The Old Social Democratic Party of Germany (German: Alte Sozialdemokratische Partei Deutschlands), known as the Old Social Democratic Party of Saxony (German: Alte Sozialdemokratische Partei Sachsens) until 1927, was a political party in Germany. The party was a splinter group of the Social Democratic Party of Germany (SPD) in Saxony, and had nationalistic tendencies. Whilst the party failed to become a mass party, it played a significant role in regional politics in Saxony during the latter half of the 1920s. A leader of the party, Max Heldt, served as Minister-President of Saxony 1926-1929.Wilhelm Buck was the chairman of the party.

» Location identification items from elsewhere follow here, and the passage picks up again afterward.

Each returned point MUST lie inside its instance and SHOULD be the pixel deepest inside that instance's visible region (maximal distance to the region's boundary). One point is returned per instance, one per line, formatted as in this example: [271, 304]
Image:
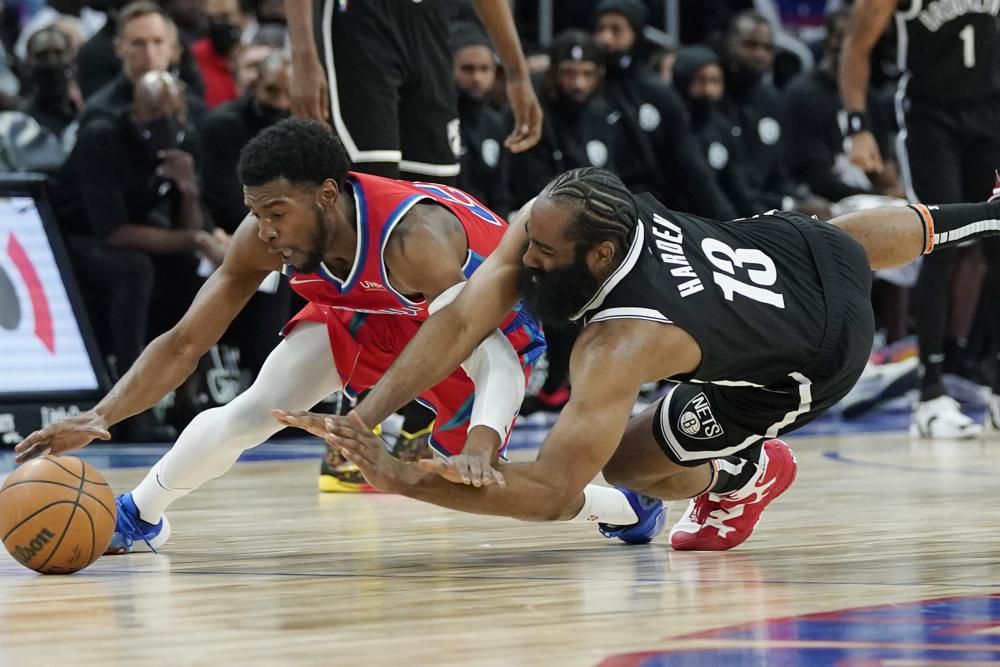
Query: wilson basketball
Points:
[57, 514]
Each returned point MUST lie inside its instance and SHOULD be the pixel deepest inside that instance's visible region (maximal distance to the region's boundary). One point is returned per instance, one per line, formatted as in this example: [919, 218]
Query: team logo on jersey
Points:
[697, 420]
[649, 117]
[597, 153]
[454, 130]
[769, 131]
[718, 156]
[491, 152]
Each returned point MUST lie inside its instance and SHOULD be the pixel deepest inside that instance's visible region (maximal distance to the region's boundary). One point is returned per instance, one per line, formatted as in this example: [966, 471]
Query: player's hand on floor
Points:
[63, 436]
[464, 469]
[366, 450]
[313, 422]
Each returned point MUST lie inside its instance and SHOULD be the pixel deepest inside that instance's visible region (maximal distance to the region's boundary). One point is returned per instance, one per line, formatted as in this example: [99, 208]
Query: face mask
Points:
[224, 36]
[161, 134]
[568, 107]
[741, 79]
[268, 114]
[618, 65]
[51, 81]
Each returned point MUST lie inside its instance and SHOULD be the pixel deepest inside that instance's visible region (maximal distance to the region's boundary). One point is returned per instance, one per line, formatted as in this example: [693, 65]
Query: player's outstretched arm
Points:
[868, 21]
[606, 380]
[449, 336]
[499, 23]
[609, 363]
[310, 93]
[172, 357]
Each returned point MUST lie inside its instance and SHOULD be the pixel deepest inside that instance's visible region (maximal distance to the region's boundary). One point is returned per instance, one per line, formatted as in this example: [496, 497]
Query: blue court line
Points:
[840, 458]
[486, 577]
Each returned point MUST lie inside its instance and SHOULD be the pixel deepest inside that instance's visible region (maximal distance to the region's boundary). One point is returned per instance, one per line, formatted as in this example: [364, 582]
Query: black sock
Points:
[733, 473]
[932, 382]
[951, 224]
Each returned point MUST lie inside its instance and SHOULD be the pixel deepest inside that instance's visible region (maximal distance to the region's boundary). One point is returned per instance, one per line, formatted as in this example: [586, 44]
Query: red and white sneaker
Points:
[715, 522]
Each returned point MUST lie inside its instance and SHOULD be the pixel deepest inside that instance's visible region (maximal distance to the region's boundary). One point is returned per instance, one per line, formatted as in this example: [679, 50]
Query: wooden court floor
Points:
[262, 570]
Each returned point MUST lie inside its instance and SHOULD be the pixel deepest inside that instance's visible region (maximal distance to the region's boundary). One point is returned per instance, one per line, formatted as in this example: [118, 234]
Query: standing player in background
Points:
[380, 72]
[374, 257]
[948, 108]
[387, 86]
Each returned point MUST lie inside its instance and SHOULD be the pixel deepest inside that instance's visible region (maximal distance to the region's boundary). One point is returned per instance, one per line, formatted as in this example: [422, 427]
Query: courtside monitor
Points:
[46, 351]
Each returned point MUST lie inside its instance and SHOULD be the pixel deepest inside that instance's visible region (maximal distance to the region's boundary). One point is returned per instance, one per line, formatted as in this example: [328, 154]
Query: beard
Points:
[556, 295]
[320, 240]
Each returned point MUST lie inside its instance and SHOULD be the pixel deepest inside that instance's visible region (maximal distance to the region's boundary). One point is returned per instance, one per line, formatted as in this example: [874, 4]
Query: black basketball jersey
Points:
[748, 291]
[949, 48]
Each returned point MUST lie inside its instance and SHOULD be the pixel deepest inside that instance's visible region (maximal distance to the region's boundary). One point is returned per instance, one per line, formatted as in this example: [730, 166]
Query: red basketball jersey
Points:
[380, 204]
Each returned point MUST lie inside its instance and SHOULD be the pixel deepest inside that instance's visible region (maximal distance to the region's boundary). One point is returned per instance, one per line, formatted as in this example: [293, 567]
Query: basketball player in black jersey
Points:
[763, 323]
[948, 108]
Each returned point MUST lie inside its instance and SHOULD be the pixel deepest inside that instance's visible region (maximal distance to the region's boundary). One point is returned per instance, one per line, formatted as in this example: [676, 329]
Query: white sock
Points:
[294, 377]
[605, 505]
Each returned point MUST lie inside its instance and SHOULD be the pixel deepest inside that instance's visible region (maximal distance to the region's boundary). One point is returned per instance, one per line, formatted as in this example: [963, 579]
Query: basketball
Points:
[57, 514]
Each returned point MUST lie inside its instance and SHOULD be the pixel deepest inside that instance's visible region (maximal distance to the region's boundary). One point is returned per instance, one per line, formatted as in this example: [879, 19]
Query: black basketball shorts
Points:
[695, 422]
[392, 98]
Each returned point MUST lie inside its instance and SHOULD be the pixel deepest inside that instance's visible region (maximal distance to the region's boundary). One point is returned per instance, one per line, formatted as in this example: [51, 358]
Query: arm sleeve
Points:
[495, 370]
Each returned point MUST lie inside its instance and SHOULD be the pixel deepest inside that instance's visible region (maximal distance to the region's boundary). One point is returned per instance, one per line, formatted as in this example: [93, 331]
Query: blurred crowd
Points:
[137, 112]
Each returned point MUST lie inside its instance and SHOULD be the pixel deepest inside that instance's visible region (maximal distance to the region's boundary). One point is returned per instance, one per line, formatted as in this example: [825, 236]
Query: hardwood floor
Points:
[263, 570]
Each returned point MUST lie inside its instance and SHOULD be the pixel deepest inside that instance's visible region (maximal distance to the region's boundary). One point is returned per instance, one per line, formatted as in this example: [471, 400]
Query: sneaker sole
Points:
[140, 546]
[726, 546]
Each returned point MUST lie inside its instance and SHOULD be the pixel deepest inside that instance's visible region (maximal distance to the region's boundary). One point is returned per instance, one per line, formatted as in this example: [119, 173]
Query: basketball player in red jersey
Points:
[374, 257]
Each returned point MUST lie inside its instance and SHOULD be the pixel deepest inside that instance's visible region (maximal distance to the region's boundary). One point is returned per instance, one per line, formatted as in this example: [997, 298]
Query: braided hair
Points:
[606, 210]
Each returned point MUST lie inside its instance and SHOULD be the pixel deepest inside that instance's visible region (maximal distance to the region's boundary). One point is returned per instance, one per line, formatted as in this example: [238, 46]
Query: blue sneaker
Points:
[129, 529]
[652, 518]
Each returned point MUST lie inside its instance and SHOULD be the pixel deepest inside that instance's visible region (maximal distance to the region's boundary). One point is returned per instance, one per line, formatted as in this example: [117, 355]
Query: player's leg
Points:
[428, 109]
[359, 46]
[717, 446]
[297, 375]
[979, 162]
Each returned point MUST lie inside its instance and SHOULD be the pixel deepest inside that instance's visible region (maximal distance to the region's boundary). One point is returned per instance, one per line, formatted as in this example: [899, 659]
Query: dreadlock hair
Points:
[606, 210]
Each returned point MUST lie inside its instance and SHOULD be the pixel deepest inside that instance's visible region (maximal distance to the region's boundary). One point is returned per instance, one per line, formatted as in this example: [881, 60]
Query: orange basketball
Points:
[57, 514]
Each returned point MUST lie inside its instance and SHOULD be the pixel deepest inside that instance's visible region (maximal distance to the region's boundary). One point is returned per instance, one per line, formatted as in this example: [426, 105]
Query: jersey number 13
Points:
[743, 271]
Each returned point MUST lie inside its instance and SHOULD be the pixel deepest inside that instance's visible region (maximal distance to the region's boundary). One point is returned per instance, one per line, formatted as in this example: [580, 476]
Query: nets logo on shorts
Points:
[697, 421]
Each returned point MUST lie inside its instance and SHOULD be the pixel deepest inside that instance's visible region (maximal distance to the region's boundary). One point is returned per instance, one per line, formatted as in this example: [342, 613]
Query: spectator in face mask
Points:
[217, 51]
[697, 75]
[575, 131]
[483, 129]
[131, 204]
[100, 58]
[754, 108]
[225, 130]
[664, 157]
[53, 97]
[817, 152]
[139, 189]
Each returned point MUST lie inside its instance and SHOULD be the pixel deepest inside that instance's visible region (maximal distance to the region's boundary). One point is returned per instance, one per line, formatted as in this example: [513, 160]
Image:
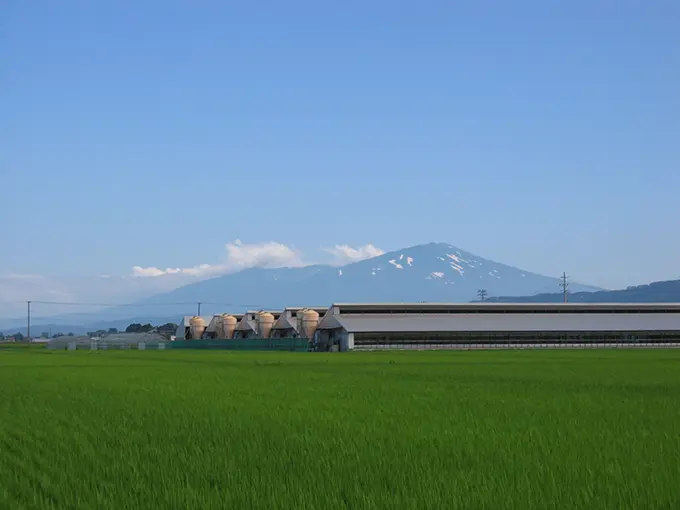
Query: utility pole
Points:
[28, 328]
[564, 286]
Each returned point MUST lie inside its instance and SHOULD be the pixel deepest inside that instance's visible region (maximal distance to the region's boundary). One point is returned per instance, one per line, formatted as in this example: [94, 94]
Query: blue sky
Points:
[153, 133]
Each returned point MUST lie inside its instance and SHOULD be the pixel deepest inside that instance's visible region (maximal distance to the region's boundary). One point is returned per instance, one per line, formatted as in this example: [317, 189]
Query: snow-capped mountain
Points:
[431, 272]
[435, 272]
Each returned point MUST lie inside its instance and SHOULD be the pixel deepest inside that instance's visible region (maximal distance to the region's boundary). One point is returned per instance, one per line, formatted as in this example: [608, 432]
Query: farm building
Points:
[349, 326]
[289, 324]
[184, 330]
[223, 325]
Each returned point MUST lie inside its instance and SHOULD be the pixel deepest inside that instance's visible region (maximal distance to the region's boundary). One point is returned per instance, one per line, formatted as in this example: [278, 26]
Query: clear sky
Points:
[152, 133]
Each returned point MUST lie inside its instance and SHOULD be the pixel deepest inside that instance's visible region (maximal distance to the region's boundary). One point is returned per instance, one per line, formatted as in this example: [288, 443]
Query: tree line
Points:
[166, 330]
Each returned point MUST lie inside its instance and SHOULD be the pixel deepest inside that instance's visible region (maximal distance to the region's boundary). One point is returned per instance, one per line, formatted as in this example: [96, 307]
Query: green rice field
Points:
[590, 429]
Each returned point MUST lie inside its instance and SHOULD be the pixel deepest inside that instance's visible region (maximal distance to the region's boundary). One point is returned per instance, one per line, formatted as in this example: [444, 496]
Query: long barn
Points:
[348, 326]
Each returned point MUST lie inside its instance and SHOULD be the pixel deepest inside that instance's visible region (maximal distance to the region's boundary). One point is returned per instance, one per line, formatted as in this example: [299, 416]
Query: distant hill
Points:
[657, 292]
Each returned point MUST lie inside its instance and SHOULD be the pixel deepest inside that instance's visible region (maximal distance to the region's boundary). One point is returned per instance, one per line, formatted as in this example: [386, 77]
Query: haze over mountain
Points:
[657, 292]
[431, 272]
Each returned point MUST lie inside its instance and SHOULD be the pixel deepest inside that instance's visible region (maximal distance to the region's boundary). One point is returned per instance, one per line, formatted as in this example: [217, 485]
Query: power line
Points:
[564, 285]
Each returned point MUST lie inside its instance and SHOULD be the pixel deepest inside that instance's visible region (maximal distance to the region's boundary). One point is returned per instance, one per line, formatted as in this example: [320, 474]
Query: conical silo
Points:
[265, 321]
[309, 320]
[219, 326]
[197, 327]
[229, 323]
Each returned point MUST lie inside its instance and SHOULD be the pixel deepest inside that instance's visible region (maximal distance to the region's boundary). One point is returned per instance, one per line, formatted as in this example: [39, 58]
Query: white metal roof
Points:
[187, 319]
[368, 323]
[487, 307]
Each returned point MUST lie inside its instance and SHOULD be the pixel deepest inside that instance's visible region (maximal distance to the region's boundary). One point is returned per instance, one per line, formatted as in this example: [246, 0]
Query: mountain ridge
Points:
[435, 272]
[667, 291]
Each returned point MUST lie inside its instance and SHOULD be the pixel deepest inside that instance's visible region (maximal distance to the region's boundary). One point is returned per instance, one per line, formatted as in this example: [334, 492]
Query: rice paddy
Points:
[390, 430]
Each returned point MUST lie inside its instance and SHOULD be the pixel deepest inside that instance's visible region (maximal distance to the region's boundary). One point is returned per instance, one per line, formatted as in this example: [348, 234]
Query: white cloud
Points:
[345, 254]
[271, 254]
[239, 256]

Between 1924 and 1926 Saxony had been ruled by a coalition of SPD and two liberal parties. The coalition government became unpopular amongst the SPD ranks, and the grassroots of the party revolted against the government participation. The leftist sector of the Saxony SPD preferred a 'Red' coalition of the SPD and the Communist Party of Germany. The SPD conference in Saxony in 1924 had called for the cooperation with the regional government to be terminated, but a significant number of deputies in the Landtag disobeyed the decision. From November 1924, expulsions of the dissident deputies started. In response, the expelled Landtag regional deputies formed a party of their own, the 'Old Social Democratic Party'. The Old Social Democratic Party issued a press release in April 1926, stating the programmatic goals of the party. The party was formally constituted on June 6, 1926. The dispute between the leftwing of SPD and the rightist parliamentarian wing (which formed the 'Old Social Democratic Party') in Saxony was labelled the Sachsenkonflikt.
In the summer of 1926 all members of the Old Social Democratic Party were purged from the SPD mass organizations, such as the Socialist Workers Youth.
The party started a newspaper of their own, Der Volkstaat.
The 'Old Social Democratic Party' expressed a shift in ideological discourse, downplaying class struggle for bourgeois ideas of citizenship. Soon after the foundation of the party, it began redefining itself, from viewing itself as the moderate wing of the German Social Democracy to a 'proletarian nationalist' ideological position (in contrast to the 'internationalist' and 'anti-state' SPD). The Volkstaat editor Ernst Niekisch (later a prominent National Bolshevik), whose influence within the party grew, was the architect of this process.